# New member question



## otto1357 (Dec 15, 2021)

Hi People,

I joined the forum as I have an elderly relative in Germany and thought it would be a good place to get advise and contacts on managing her house should she go into care. Anyone recommend a property manager around Hoff or Nuremburg?


----------



## Stevesolar (Dec 21, 2012)

Hi,
I cannot honestly see how joining a forum aimed at people who are trying to become expats in different countries - is going to help you manage the care of an elderly relative!


----------



## Bevdeforges (Nov 16, 2007)

I think the OP is referring to managing the properties belonging to the elderly relative here. I'm not sure about Germany, but we just recently had some discussion in the France forum about finding "property managers" in general. In France anyhow it can be really difficult to find professional management services for individual properties that are being rented out - for the short or long term. 

But you may want to take a look through this thread concerning France: Buying a holiday home


----------



## otto1357 (Dec 15, 2021)

Stevesolar said:


> Hi,
> I cannot honestly see how joining a forum aimed at people who are trying to become expats in different countries - is going to help you manage the care of an elderly relative!
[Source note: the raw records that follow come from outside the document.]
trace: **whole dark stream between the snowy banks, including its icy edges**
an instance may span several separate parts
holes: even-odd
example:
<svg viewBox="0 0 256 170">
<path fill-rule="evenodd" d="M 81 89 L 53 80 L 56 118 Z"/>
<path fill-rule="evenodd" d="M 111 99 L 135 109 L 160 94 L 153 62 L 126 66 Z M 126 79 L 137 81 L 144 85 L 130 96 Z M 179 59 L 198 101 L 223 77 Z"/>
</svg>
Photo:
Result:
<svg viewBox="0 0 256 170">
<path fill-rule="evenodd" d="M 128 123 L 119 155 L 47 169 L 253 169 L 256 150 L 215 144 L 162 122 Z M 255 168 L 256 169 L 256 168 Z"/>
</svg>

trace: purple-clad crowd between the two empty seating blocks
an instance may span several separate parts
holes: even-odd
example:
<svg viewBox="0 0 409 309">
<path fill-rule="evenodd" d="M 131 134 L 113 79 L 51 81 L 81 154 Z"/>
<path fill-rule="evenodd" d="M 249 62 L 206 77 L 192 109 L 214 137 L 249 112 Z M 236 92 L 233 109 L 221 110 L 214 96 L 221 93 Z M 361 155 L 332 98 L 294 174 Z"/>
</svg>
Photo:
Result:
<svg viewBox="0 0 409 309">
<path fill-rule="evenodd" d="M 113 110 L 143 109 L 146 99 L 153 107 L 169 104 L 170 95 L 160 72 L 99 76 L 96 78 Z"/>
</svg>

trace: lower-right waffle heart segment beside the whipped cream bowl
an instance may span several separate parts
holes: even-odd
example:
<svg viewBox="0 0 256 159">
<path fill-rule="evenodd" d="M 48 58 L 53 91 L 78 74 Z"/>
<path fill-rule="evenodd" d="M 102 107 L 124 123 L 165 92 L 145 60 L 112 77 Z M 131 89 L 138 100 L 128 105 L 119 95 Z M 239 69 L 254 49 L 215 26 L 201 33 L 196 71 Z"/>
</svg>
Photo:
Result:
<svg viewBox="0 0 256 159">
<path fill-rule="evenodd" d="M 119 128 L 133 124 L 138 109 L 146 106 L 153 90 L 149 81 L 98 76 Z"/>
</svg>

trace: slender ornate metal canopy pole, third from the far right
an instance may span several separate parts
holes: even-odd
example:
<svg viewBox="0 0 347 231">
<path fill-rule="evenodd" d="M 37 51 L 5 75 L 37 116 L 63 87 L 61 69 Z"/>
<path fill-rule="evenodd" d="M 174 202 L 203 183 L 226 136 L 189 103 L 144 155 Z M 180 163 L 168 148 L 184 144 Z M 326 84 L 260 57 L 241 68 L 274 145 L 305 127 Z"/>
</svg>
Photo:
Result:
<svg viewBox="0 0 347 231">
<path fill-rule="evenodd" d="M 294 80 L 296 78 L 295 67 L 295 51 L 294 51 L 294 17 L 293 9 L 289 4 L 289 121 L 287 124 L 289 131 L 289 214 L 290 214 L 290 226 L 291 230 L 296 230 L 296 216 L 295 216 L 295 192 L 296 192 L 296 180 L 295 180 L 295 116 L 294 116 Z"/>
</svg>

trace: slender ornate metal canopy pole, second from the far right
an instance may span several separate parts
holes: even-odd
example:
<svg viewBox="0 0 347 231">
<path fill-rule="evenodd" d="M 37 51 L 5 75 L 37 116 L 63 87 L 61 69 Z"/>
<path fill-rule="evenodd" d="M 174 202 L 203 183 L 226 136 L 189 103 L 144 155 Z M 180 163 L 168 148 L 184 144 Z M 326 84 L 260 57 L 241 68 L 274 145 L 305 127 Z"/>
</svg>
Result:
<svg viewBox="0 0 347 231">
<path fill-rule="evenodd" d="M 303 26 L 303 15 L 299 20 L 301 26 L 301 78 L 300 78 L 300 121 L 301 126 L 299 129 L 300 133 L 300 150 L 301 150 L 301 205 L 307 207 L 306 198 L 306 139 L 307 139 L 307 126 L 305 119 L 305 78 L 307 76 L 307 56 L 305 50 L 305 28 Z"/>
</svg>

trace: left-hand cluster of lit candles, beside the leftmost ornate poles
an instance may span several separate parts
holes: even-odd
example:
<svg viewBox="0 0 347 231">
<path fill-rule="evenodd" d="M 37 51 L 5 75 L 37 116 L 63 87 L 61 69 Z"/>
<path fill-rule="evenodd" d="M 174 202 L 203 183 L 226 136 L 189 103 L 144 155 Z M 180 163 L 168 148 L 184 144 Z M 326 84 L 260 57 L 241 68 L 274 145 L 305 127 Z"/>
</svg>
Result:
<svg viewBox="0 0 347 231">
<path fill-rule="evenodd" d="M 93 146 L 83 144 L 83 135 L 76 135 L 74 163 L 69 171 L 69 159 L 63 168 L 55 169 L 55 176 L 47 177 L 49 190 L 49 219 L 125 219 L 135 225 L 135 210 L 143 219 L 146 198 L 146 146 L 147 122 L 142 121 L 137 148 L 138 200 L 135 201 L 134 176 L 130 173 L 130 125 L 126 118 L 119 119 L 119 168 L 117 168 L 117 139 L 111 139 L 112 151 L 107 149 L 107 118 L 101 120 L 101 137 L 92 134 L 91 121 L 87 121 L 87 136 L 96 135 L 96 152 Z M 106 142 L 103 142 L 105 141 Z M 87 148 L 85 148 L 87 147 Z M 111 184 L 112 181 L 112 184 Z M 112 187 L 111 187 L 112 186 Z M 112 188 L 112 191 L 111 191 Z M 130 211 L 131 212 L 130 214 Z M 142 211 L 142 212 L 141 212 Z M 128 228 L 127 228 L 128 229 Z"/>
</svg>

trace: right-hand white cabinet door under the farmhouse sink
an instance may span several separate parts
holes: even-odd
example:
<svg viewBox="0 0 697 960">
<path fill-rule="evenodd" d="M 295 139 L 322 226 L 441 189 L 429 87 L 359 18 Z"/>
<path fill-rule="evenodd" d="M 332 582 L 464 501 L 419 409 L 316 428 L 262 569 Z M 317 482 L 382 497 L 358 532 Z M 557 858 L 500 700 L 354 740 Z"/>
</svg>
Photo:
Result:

I was enquiring about property management as the house will have to be locked up and secured eg Property Guardians.


----------



## otto1357 (Dec 15, 2021)

Bevdeforges said:


> I think the OP is referring to managing the properties belonging to the elderly relative here. I'm not sure about Germany, but we just recently had some discussion in the France forum about finding "property managers" in general. In France anyhow it can be really difficult to find professional management services for individual properties that are being rented out - for the short or long term.
> 
> But you may want to take a look through this thread concerning France: Buying a holiday home


Hi, Thanks for your reply. Yes its difficult that's why I found this forum on the off chance really. I've had no luck directly via online web sites so far and a referral might help.


----------